I decided to choose Pink Floyd's "Atom Heart Mother" which was co composed with Scottish eccentric avant garde composer Ron Geesin. It features some amazing melodic brass, and this giveds me an excuse to share this wonderful live cover at Théâtre du Chatelet somewhere in France. I'm not certain but I think Ron Geesin is on keyboards on this. It is is nearly half an hour and is and uplifting and exhilarating piece and maybe contributed to my good mood yesterday.
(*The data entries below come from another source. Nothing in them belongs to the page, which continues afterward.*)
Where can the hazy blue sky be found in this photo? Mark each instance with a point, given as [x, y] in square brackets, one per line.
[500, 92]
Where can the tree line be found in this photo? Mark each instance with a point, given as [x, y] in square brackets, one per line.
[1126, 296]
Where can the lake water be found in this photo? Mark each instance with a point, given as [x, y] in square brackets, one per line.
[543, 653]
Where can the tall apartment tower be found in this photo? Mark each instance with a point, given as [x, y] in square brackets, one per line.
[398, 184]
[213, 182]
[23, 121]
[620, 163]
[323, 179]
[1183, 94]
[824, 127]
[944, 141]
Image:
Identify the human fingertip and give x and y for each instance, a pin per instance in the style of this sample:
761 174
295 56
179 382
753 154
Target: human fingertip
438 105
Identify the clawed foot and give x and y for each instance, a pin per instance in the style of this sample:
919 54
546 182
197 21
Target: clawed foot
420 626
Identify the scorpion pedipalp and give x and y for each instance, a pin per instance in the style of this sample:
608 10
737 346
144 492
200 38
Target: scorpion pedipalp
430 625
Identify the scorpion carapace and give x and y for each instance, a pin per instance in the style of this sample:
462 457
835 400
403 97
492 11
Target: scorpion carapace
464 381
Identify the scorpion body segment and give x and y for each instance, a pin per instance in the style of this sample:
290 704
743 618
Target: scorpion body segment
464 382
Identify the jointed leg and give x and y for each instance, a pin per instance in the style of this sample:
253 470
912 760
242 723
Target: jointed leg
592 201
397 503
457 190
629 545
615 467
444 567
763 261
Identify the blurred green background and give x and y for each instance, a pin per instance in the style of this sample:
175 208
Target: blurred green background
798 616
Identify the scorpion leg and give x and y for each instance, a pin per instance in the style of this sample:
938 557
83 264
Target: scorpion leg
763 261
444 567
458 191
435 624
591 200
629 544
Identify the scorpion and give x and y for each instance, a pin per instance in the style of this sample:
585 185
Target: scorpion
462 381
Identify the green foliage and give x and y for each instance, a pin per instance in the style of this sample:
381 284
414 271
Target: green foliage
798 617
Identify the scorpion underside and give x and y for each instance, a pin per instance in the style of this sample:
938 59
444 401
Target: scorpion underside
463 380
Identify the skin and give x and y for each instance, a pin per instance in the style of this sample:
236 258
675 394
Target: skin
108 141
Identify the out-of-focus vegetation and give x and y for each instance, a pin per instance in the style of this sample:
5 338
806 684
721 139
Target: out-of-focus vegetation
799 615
It is Wednesday  so enjoy yourself everyone.

Friday 25 September 2015

Dancing In The Dark


Hold Hands
This is an addendum to my last post. In the UK it's now dark , and usually wet and damp in a good devils to fight my bad devils),
morning. If someone is in a dark place they will be feeling even worse just because of the weather. This means that if you are in an OK place , like I am (OK I am a devil for hiding when I feel bad cos I don't think anyone needs to be bothered with such trivialities, although I have

So here's your task for today:

  • Smile as much as you can if you are happy
  • If you are not happy ask a friend to meet (that might be me)
  • Phone A friend
  • Hold Hands
  • Go For A Coffee
  • Just Talk
It's easy to think you don't matter, no one wants you , and you mean nothing . That is not true. Reach out and I will give you my hand and give you a hug. I've included two Big Daddy songs , play these and your day will be better and you will smile.